Library of Congress Selects Joan Baez Album for Preservation

3 minute read

Every year, the Library of Congress selects 25 recordings — songs, spoken-word pieces, speeches — that will join the National Recording Registry, an archive of hundreds of sounds that will be specially preserved as crucial parts of America’s history.

This year’s batch, announced early Wednesday morning, features Joan Baez’s eponymous 1960 album, and the selection note from the Library of Congress explains that the groundbreaking artist released it shortly before TIME crowned her the Queen of the Folk Singers. The magazine did not actually use those exact words until later in the decade, but the general idea of her dominance was strongly conveyed in a November 1962 cover story about the folk movement.

The magazine had been tracking her career since 1960, when she was identified as an up-and-comer, and by mid-1962, by which time she had “sold more records than any other girl folk singer in history,” that prediction had clearly been vindicated. For the November story about the movement, a painting of Baez adorned the cover, and John McPhee — then a contributing editor at TIME — was selected to write.

McPhee’s take on folk wasn’t quite a wholehearted embrace (“Anything called a hootenanny ought to be shot on sight, but the whole country is having one,” was his first sentence) but, even so, it was clear that Baez was doing something special:

The people who sit in the urban coffeehouses sipping mocha Java at 60¢ a cup are mainly of college age. They take folk singing very seriously. No matter how bad a performing singer may be, the least amount of cross talk will provoke an angry shhhh.
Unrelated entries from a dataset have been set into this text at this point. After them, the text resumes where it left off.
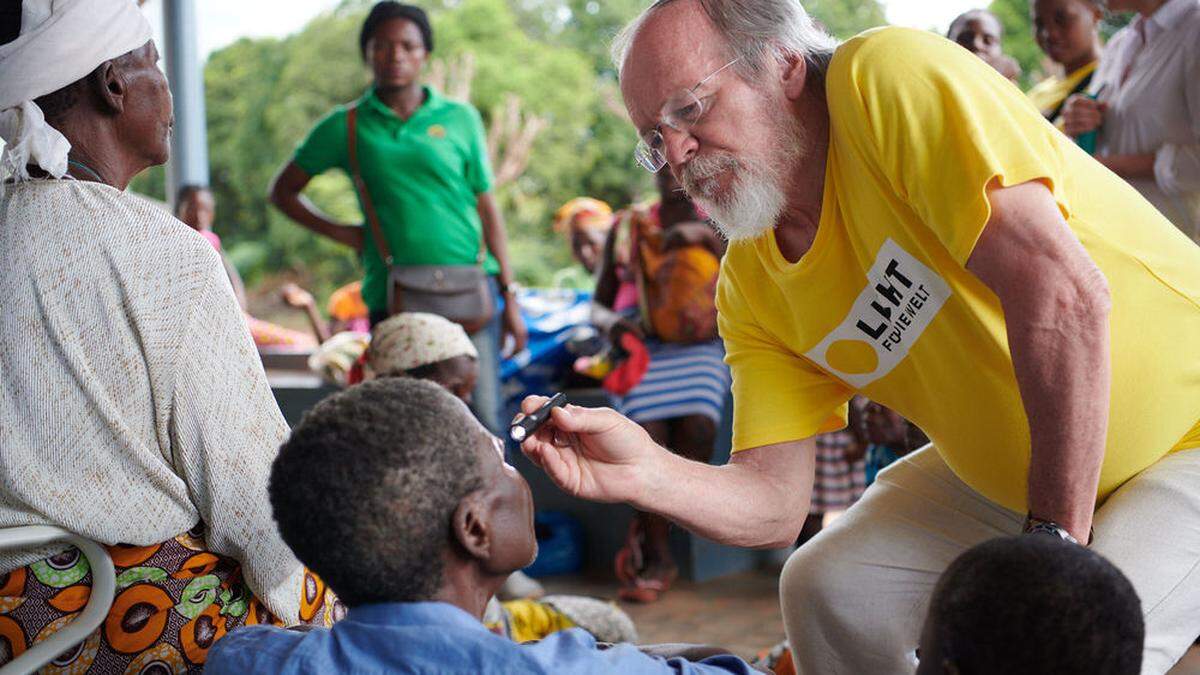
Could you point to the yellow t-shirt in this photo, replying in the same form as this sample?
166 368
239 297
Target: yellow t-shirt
883 305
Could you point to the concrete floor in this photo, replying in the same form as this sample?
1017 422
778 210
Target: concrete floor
739 613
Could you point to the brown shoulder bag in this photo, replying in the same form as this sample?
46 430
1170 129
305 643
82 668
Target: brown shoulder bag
460 293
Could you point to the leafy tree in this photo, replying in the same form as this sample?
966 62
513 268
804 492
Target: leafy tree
846 18
263 96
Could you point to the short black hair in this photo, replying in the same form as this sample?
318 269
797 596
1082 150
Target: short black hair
973 13
388 10
186 191
365 488
1037 604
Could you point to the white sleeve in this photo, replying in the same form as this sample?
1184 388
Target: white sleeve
226 430
1177 165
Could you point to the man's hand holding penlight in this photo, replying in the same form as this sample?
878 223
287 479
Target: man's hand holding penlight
595 453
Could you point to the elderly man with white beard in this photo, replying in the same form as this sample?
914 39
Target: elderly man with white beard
904 225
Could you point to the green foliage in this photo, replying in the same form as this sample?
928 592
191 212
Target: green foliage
263 95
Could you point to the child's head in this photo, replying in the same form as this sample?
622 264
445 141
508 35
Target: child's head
391 490
979 31
427 347
1067 30
1032 604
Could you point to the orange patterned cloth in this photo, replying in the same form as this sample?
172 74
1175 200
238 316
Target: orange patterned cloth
677 287
173 601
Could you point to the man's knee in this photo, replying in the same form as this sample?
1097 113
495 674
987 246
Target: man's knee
811 578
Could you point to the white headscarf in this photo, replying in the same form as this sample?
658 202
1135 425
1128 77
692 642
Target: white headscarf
411 340
60 42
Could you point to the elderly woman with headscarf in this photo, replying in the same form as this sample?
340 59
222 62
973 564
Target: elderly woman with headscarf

These cultists often display unconcealed, and somewhat exaggerated, contempt for entertaining groups like the Kingston Trio and the Limeliters. Folk singing is a religion, in the purists’ lexicon, and the big corporate trios are its money-changing De Milles. The high pantheon is made up of all the shiftless geniuses who have shouted the songs of their forebears into tape recorders provided by the Library of Congress. These country “authentics” are the all but unapproachable gods. The tangible sibyl closer to hand, is Joan Baez.

Her voice is as clear as air in the autumn, a vibrant, strong, untrained and thrilling soprano. She wears no makeup and her long black hair hangs like a drapery, parted around her long almond face. In performance she comes on, walks straight to the microphone, and begins to sing. No patter. No show business. She usually wears a sweater and skirt or a simple dress. Occasionally she affects something semi-Oriental that seems to have been hand-sewn out of burlap. The purity of her voice suggests purity of approach. She is only 21 and palpably nubile. But there is little sex in that clear flow of sound. It is haunted and plaintive, a mother’s voice, and it has in it distant reminders of black women wailing in the night, of detached madrigal singers performing calmly at court, and of saddened gypsies trying to charm death into leaving their Spanish caves.

A side note for those nostalgic for a 60-cent cup of joe: that’s $4.64 with inflation. If you’re going to be sad about your Starbucks, complain about the lack of live and legendary music, not the prices.